ANNALES VE TARİH (14.BÖLÜM)
MARKS'IN ETKİSİNDE BİR TARİHYAZIMI:”20. YÜZYIL”
MARKSİST TARİHYAZIMI
Marksist tarih yazımı genel olarak sosyalist ve komünist düşünceye ait tüm kuramlarının bir toplamı olarak ele alınır. Ya da şöyle söylenirse daha doğru olur: sosyalizm komünizm ve materyalizme ait bütün yazın çalışması bir şekilde Marx’a mal edilir. Elbette bunun birçok sebebi ne haklı haksız yanları vardır. Her şeyden önce Marx sadece bir kuramcı değil aynı zamanda bir eylem adamıydı. Zaten onun bu yönünden dolayı kendisinden sonraki Marksist sosyalist komünist düşünürler değerlendirilirken kendisi gibi söyledikleri ve yaptıkları arasındaki paralelliği göre ele alındı alınmakta. 19. yüzyılda yaşamasına yazmasına ve çalışmasına rağmen 20. yüzyıl Marx'ın en çok tartışıldığı örnek alındığı ve okunduğu dönem oldu. Tabii Marx bu çabaları tek başına yürütmüyordu. F. Engels yazın ve kuram konusunda Marx ’la aynı ortak çabayı yürütüyordu. O yüzden her ne kadar Engels'in ismi geçmese de bu ikisinin kolektif çalışmasıydı. Ancak onun eylemci yönü hep ön planda tutulmasına sebep olmuştur.
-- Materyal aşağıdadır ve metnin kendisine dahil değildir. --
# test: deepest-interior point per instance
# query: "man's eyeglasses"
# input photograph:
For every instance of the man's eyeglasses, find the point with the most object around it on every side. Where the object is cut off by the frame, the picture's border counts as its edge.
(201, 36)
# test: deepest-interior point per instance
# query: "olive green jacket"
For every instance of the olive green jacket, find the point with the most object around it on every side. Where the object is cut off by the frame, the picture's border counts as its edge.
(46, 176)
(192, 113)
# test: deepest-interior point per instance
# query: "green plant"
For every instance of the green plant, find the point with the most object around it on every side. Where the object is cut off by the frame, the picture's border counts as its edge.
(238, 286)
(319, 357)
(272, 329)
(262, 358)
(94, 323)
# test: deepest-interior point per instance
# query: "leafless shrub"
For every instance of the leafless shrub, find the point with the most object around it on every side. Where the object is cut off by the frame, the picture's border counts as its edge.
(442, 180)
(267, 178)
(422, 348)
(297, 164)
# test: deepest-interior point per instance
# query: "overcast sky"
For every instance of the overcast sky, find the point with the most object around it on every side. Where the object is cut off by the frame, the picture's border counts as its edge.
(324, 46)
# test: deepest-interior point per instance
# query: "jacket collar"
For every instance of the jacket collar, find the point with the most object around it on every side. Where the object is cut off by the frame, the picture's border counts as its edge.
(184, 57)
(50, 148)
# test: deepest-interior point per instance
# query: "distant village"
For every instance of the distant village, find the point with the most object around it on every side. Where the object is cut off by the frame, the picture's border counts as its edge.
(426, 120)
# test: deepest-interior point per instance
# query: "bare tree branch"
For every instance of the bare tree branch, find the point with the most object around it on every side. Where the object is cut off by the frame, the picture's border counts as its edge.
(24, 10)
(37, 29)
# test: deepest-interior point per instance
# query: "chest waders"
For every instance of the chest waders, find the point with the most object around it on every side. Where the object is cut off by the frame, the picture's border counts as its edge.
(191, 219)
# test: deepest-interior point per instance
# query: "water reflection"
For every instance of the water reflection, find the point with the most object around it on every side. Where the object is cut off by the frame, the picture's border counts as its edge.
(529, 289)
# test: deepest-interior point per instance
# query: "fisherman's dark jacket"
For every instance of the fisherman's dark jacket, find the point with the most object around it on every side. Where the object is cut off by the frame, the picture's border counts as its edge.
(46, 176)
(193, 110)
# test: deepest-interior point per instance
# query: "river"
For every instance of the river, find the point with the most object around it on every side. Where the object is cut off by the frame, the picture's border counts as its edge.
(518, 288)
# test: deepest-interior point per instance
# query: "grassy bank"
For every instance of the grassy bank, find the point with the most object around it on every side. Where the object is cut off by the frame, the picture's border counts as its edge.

Marksist tarih kurumu ve yazımı 19. yüzyıldan günümüze kadar üzerinde en çok tartışma yürütülen alanlardan biri olmuştur. Bu anlayışa göre tarihi belirleyen şey maddi ilişkiler ağı olarak toplumun sosyo-ekonomik yapısıdır. Bu ilişkilerde birbirine bağlı iki öğeye dayanılarak anlaşılabilir: birincisi; üretim araçlarının oluşturduğu üretim güçleri ikincisi, üretim ilişkileri. Üretim güçleri (iş aygıtları makineler insani beceri ve teknikler) bir felaket olmadığı sürece sürekli gelişirler. Buna karşılık üretim ilişkileri uzun süre değişmeden kalabilir. İşte bu tarihi belirleyen temel durumdur. Marksist tarih anlayışına göre ilk tarihsel eylem üretimdir ve üretim tarihinin olabilirliğini yapan ana koşuldur.
Marks ve Engels, “biz tek bir bilim tanırız oda tarihtir” derler. Yani tarih herhangi bir bilim değil tek bir bilimdir. Bu bilimin dayandığı tabansa materyalist bir tabandır ve taban tüm toplum tarihinin anlaşılması için anahtardır. Bu anahtar tüm tarihi emeğin gelişim tarihi olarak görmemizi sağlar.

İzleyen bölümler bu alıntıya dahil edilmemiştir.